Legally, the bishops have not clarified if clergy could be disciplined or accused of transphobia if they conscientiously object to conducting the transgender liturgy or refuse to permit it in their church.
Henderson’s statement also denounces the “innovative use” of the new liturgy as “highly divisive and theologically and pastorally questionable,” as it risks “serious concerns both within the wider Anglican Communion and ecumenically.”
However, much to the distress of conservative evangelicals, the CEEC statement stops short of a categorical rejection of a service for the initiation of transgender people. Instead, it calls for “reassuring clarifications and, where necessary, modifications from the House of Bishops in relation to the Guidance.”

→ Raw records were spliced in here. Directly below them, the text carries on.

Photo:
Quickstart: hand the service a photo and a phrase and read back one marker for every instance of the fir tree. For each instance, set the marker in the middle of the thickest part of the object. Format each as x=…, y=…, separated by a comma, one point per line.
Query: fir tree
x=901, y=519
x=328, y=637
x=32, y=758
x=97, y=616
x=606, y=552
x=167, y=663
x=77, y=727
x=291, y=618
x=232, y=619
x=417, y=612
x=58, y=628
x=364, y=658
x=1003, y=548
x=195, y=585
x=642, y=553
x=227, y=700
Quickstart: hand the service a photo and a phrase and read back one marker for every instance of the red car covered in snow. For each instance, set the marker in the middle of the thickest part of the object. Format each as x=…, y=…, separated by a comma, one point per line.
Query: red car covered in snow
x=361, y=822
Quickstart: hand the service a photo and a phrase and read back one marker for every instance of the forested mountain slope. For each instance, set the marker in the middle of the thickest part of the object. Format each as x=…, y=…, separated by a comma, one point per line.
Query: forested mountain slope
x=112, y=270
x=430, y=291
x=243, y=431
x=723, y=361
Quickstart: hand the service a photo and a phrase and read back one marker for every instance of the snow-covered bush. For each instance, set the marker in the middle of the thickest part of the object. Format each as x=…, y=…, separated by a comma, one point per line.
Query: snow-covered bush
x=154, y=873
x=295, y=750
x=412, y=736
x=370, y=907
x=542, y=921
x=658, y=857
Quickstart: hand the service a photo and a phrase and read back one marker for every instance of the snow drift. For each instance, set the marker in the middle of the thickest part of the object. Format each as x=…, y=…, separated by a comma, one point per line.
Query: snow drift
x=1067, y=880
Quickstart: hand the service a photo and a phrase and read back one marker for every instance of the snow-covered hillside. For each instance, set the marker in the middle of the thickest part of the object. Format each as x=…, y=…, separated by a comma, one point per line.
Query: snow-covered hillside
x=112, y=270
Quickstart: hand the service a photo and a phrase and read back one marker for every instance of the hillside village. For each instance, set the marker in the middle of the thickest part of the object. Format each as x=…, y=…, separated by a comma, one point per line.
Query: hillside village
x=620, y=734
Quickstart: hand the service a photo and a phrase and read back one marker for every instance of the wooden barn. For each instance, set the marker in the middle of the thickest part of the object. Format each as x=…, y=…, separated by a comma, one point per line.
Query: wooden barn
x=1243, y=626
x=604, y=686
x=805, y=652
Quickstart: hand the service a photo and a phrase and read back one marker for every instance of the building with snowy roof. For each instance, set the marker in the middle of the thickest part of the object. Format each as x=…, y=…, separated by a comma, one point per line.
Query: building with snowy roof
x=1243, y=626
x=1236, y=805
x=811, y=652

Bishop Gavin Ashenden told Rebel Priest that “the Church of England has begun to morph into the world of Gilbert and Sullivan’s with Bishop Henderson coming to resemble Pooh Bah, the Chief executioner in the Mikado who at one and the same time was Chief Executioner and Chief Justice. Only Bishop Henderson has taken it further and has become, judge and victim and theological malefactor all at the same time.”
“Having created and commended the liturgy he became his own foremost critic. Denouncing himself in a style that is cross between G & S and the old Soviet Politburo in their worst period, he is at any moment expected to call for his own resignation in what had become the Church of England’s latest low drama and high farce,” Dr Ashenden remarked.
Ridiculing Henderson’s reversal a former Anglican cleric said: “So, let me get this straight. Julian Henderson didn’t realise he could veto the motion in his diocese so he just voted against it. Then having voted against it he agreed to write the guidance. Then having written the guidance and commended it, he has signed a letter that says that what he did wasn’t very good and is unhelpful and needs clarification from the bishops as to what it really means when he himself wrote it and commended it!? If he doesn’t know what it’s all about who does? The guy should be sacked for incompetence or duplicity!”
Meanwhile, some progressives are calling the liturgy “needlessly regressive” because “it talks about transgender people rather than accepting them as simply men and women.” On a pro-LGBTI Anglican website, “Kate” labelled the liturgy as “highly othering and an huge disappointment.”
Earlier, on Tuesday, Bishop Henderson had told the media that the guidance was “rooted in scripture and that he would “commend it for wider use.” Sources say Henderson was compelled to issue the statement after a number of evangelicals called for him to resign as president of the CEEC.
Henderson’s statement was co-signed by CEEC office-holders and member of the Working Group, including the Revd Hugh Palmer, Rector of All Souls Langham Place. The CEEC Basis of Faith includes “Additional Declarations” from its constitution which unconditionally acknowledges “God’s creation of humankind as male and female.”